Poetry is the shadow of man. It extends him; increases
him; diminishes him; deforms him; sticks to his body by an invisible hinge;
follows him; precedes him; or walks at his side. At least from the perspective
of the gods, because, for man, it is his actions that create his worth, that
are the roots of being in him, and that surround him. Which only shows how the
poetic work, with a malaise equal to its lucidity, offers to us a laughable
reflection of our own gestures, ancient gestures colored by magic, everyday
gestures, new gestures, sacrilegious gestures, bizarre gestures, gestures by
which makes and unmakes himself in the intertwining of his myths. Poetry
opposes the pure and useless scraps of its inconsistency to the attempts of the
Faire. Nevertheless, this is the moment in which philosophy effaces itself to
allow room for an art of living, for a style that demands analysis, the slow
analysis and revalorization of the Forms and Shades. Faced with the decline
that menaces it, poetry is ready to be made concrete and, through a return to
its sources, to be crowned a new force and form of action so that its magical
virtue, long veiled, is rekindled in the fire of the sciences. The will to be
done with the individual as a point of comparison doesn’t cease to affirm
itself in innumerable attempts at collective expression. From Lautréamont to
the situationists, the same urge pushes personal awareness to surpass itself,
to get free of itself and to re-find itself in the flux of the tides, among the
unanimous swelling of the waves and the always-singular crests of foam.
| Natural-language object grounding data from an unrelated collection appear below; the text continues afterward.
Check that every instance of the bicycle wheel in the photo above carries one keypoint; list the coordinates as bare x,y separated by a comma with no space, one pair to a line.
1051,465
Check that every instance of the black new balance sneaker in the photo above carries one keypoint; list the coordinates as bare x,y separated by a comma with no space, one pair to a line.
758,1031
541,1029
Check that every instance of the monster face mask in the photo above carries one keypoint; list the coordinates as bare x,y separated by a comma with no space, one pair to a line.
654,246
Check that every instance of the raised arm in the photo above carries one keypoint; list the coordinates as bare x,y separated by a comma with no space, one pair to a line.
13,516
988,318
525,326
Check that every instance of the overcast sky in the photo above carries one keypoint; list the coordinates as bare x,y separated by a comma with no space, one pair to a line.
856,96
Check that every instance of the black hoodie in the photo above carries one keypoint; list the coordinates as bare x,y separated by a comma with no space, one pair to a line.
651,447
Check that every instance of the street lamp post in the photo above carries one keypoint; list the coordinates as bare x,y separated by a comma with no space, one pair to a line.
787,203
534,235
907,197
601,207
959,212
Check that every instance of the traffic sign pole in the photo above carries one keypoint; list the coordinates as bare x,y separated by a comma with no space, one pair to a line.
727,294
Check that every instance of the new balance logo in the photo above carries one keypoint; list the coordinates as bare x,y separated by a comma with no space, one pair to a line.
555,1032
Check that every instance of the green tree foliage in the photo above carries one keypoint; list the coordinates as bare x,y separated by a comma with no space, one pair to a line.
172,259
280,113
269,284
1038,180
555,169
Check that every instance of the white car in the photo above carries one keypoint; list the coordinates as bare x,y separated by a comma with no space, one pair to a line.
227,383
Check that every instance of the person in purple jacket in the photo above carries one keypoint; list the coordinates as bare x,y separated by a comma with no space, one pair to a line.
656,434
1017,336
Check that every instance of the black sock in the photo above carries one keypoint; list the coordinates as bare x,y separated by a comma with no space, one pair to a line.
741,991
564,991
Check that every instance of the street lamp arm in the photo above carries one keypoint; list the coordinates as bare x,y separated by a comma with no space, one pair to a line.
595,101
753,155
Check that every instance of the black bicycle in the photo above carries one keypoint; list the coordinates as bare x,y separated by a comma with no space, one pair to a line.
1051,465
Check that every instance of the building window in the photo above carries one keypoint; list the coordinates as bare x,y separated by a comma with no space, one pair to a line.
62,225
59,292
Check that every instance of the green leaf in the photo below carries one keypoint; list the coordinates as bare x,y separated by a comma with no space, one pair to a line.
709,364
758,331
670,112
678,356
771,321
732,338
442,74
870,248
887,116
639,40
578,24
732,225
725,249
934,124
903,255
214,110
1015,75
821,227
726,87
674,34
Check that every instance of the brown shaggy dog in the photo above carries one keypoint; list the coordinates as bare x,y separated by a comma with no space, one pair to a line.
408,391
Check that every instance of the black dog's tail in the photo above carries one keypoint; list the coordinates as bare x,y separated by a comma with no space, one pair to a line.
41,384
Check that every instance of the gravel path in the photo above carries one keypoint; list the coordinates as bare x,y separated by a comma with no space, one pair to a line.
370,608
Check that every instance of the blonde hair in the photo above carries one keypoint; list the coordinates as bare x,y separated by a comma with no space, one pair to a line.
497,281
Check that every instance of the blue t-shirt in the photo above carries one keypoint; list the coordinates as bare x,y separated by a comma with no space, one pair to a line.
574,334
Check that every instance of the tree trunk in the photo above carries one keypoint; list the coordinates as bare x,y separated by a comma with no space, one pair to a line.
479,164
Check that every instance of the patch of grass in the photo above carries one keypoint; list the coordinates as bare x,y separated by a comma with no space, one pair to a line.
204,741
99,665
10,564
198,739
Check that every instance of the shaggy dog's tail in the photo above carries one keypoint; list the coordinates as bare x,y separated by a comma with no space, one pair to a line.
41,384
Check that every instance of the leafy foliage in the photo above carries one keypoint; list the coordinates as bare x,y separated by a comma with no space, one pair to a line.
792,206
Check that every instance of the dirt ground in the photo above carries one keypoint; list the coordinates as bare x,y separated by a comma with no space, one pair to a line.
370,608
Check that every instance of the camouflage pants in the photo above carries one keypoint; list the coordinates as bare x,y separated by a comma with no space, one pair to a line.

Concrete poetry, by simultaneously joining together action and philosophical
meaning, claims to renew the previously broken links of grand communication and
to open itself to the human under the sign of liberty, disalienation, and the
totality. How could such a poetry – an integral (or totalitarian) poetry, a
poetry that simultaneously covering thought, dream, fantasy, magic, awareness
and action, simultaneously multiple and singular, limited and unlimited – how
could it avoid a fundamental ambiguity, an imperfection, something uncompleted
or an oversimplification in its presentation (dependent on the bookish form and
writing), which, here, is its own? What are these fragments? In no case are
they works of traditional poetry or theory. If one must situate them, it would
be somewhere between coded messages, magic formulae, work songs, revolutionary
hymns and literary agitation. Reading them is like reading a musical score
whose meaning and value come from its performance. One must bring to these
texts lives that only audio-visual technology can kindle in the hearts of the
masses; one must bring them into collective action, which, by transfiguring
them, will assign to social praxis its veritable measure, which is that of
man-become-world. If their critique can be reduced to this simple assessment,
essentially tied to the comprehension by and collaboration of a large number of
people, they were the work of a single one.